Smedley Darlington Butler was born on July 30, 1881 in West Chester, Pennsylvania. Raised by Quaker parents, young Smedley attended prestigious schools and excelled in athletics. Thirty-eight days before his seventeenth birthday, however, Smedley enlisted in the Marine Corps; war had just erupted with Spain and Smedley answered his government's call to arms. He remained in the military for the next thirty-four years, eventually earning the rank of Major General.
During his three-plus decades in the military Major General Butler saw action all over the world: the Philippines, China, Nicaragua, Honduras, Mexico, Cuba, Panama, Haiti, and the European battlefields of World War I. To compliment his lengthy list of experiences, Butler earned himself sixteen awards, including not one but two Medals of Honor.

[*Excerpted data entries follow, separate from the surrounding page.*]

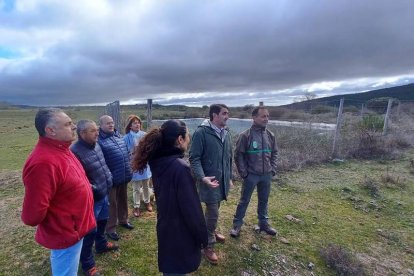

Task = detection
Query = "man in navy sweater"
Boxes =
[70,120,118,276]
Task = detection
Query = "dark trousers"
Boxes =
[233,173,272,227]
[106,184,128,233]
[80,219,107,271]
[204,202,220,248]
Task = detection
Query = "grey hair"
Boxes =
[76,119,95,137]
[35,107,65,136]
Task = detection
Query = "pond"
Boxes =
[152,118,335,134]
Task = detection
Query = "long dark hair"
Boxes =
[132,120,187,173]
[125,114,142,134]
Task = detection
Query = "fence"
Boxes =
[102,99,414,170]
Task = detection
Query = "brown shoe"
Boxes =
[204,248,218,265]
[214,232,226,243]
[133,208,141,218]
[145,202,152,212]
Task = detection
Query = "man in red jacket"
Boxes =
[21,108,96,275]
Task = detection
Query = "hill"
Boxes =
[284,83,414,109]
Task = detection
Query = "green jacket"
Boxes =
[189,120,233,203]
[234,124,278,178]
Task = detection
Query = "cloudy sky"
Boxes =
[0,0,414,106]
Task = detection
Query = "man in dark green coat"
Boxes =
[190,104,233,264]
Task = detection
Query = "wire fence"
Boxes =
[102,99,414,175]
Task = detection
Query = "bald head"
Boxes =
[99,115,115,133]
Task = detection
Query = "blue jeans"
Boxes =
[93,195,109,220]
[80,196,109,271]
[204,202,220,248]
[50,239,83,276]
[233,173,272,227]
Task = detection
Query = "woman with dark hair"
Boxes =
[132,120,208,275]
[124,115,152,217]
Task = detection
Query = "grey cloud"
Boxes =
[0,0,414,105]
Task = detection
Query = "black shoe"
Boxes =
[106,232,119,241]
[96,242,119,254]
[230,226,241,238]
[260,224,277,236]
[119,222,134,230]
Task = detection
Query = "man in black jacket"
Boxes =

Three years after his retirement from active duty in 1931, Major General Butler stood before the United States Congress and told of a conspiracy to overthrow President Roosevelt. According to Butler, a group of businessmen and a large contingent of ex-soldiers were intending to stage a coup and establish a fascist dictatorship. Butler was privy to this information because he was supposedly asked by the plotters to lead the ex-soldiers. A Congressional Committee found that Butler's allegations were indeed credible, but in the end no one was prosecuted. And while newspapers and publications like Time scoffed at Butler's claims, modern historians believe that a plot actually existed; the plot, however, is believed to have been in its infancy and was never close to being carried out.
When he was not busy exposing fascist plots, the retired Major General traveled the country speaking out against war profiteering. His 1935 book War is a Racket details numerous examples of industrialists, like the du Ponts, who greatly profited from the carnage of war. Reflecting on his long and distinguished military career, Butler wrote:
"I spent 33 years and four months in active military service and during that period I spent most of my time as a high class thug for Big Business, for Wall Street and the bankers. In short, I was a racketeer, a gangster for capitalism. I helped make Mexico and especially Tampico safe for American oil interests in 1914. I helped make Haiti and Cuba a decent place for the National City Bank boys to collect revenues in. I helped in the raping of half a dozen Central American republics for the benefit of Wall Street. I helped purify Nicaragua for the International Banking House of Brown Brothers in 1902-1912. I brought light to the Dominican Republic for the American sugar interests in 1916. I helped make Honduras right for the American fruit companies in 1903. In China in 1927 I helped see to it that Standard Oil went on its way unmolested. Looking back on it, I might have given Al Capone a few hints. The best he could do was to operate his racket in three districts. I operated on three continents."
Smedley Butler passed away on June 21, 1940 from an "incurable condition of the upper gastro-intestinal tract." And though Butler has largely disappeared from collective memory, his accusations against capitalism and the military-industrial complex are just as relevant today as they were in 1935.